Макнамй вынул из кармана пиджака трубку и закусил черенок. Курить, разумеется, было нельзя.
— Об этом я и собирался с вами поговорить. Вы тут ни с кем не общались?
— Нет.
— Вы слыхали о человеке по фамилии Нельсон, Карл Нельсон? Он работал в ЦРУ, в отделе связи.
— Нет.
Макнамй уже выходил обратно через двойную дверь. Он тщательно запер ее, прежде чем они двинулись дальше.
— Это четвертый допуск. Можно считать, он у вас в кармане. Теперь вы почти что в клубе избранных. — Они снова остановились, на сей раз у первой стойки с усилительным оборудованием. В дальнем конце помещения, явно за пределами слышимости, молча работали трое связистов. Продолжая говорить, Макнамй провел пальцем по корпусу усилителя — возможно, он хотел создать впечатление, что речь идет о приборе. — Я объясню упрощенно. Было обнаружено, что, когда вы электрически кодируете сообщение и отправляете его по линии, остается слабое электрическое эхо, копия оригинала, первичного текста, которое сопровождает шифровку. Оно такое слабое, что затухает примерно миль через двадцать. Но с хорошим оборудованием и при условии, что вы подключаетесь к линии в пределах этих двадцати миль, можно получить ясное сообщение, которое поступает прямо на телетайп, и тогда сложность кода уже никого не волнует. На этом основана вся наша работа. Мы не стали бы затевать строительство такого масштаба только ради того, чтобы слушать пустую телефонную болтовню. Это открытие сделал Нельсон, и он же разработал оборудование.

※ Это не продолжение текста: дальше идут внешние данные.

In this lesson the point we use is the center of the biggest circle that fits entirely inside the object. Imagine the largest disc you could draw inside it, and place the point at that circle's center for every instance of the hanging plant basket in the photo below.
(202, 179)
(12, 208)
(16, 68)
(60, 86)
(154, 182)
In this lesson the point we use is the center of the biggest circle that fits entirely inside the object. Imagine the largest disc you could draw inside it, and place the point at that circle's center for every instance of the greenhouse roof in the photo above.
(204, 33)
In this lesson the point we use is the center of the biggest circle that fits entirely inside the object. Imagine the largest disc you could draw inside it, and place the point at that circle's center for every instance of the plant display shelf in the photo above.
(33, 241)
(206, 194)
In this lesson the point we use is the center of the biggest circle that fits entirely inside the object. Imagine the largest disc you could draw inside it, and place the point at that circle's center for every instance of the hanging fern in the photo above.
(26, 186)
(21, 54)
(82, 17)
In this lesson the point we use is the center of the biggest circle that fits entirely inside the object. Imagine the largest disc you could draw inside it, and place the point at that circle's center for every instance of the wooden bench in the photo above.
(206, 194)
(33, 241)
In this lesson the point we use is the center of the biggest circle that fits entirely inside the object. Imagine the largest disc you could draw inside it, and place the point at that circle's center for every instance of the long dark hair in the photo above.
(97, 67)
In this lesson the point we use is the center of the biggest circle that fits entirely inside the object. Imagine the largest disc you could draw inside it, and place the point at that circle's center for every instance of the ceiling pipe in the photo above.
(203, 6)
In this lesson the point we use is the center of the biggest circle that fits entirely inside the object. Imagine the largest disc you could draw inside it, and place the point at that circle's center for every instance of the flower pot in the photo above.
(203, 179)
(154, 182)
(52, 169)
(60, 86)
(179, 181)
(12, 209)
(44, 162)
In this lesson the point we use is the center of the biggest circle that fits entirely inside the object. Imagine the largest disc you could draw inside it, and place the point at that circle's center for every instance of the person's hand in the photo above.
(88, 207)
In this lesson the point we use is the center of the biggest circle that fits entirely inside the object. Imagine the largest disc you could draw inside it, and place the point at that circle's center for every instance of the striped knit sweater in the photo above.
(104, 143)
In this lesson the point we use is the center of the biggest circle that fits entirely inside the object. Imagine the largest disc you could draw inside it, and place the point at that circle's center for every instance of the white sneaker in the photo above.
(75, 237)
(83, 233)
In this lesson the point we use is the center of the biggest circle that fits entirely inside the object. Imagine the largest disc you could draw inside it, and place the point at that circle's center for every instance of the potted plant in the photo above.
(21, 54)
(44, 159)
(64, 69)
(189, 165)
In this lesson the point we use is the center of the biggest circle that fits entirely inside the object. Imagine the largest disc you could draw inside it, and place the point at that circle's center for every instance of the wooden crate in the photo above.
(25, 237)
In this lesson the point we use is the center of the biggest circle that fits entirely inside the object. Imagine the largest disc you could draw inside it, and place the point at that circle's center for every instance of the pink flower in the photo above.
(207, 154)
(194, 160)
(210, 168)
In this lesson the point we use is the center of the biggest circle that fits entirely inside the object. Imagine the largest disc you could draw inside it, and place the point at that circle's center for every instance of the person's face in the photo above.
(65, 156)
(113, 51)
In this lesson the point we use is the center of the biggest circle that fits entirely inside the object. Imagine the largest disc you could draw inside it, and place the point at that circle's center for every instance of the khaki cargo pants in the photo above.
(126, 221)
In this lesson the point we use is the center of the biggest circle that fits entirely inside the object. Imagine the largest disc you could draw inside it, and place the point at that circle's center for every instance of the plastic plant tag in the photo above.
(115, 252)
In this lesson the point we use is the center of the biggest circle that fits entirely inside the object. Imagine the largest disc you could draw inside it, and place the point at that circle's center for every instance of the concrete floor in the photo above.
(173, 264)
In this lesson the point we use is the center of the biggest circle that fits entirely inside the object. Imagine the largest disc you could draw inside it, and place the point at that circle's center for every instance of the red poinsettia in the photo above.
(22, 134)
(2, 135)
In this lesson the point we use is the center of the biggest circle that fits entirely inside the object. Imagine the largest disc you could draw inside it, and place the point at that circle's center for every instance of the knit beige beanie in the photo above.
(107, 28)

Он был в Вене, искал хорошее местечко, чтобы проверить свою штуку на линиях русских, и как раз набрел на туннель, который мы построили для прослушивания этих самых линий. Тогда мы очень благородно пустили американцев в наш туннель, дали им все что нужно, разрешили пользоваться нашими отводами. И знаете что? Они даже не рассказали нам об изобретении Нельсона. Просто отправляли материал в Вашингтон и читали там нормальный текст, а мы тут ломали голову, разгадывая коды. И это называется союзники. С ума сойти, а? — Он помолчал, дожидаясь кивка Леонарда. — Теперь, в этом совместном проекте, они нам секрет раскрыли. Но только в общих чертах, заметьте, а не в подробностях. Поэтому я и излагаю вам только идею.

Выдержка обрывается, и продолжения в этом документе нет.